# Bennie enjoying a grass nibble



## Janalee (Jul 25, 2012)

I found this cute little pet grass container and thought Bennie might like it. (They didn't have any with bird pictures  ) Anyway, he seems to like to nibble at the strands of grass. They will keep growing if i keep it watered and I have more seeds.


----------



## Odysseus (Jan 27, 2014)

Your tiel looks cute! Is that wheat grass?
Some pet stores sell wheat grass for animals like cats and birds. I believe they are very nutritious for your birds.

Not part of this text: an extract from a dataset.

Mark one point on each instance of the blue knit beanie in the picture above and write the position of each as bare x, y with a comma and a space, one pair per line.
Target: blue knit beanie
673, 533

http://www.parrotparrot.com/articles/parrotdiet/wheatgrass-health-food-for-pet-birds/

http://www.birdtricks.com/blog/wheat-grass-for-parrots/


----------



## Vickitiel (Oct 10, 2012)

So cute!!


----------



## Francesca (Apr 30, 2015)

Bennie is really cute! What a nice little giftie for him and yummy too!


----------



## nassrah (Feb 27, 2012)

Thats really cute! X x


----------



## Janalee (Jul 25, 2012)

*grass nibble*

The label said it was rye grass. I have trouble getting Bennie to eat veggies, so I was glad to see him nibble at this. I also just found out he likes kale! He will also nibble broccoli buds and peas.


----------



## han93 (Aug 1, 2014)

Bennie looks like he's enjoying it


----------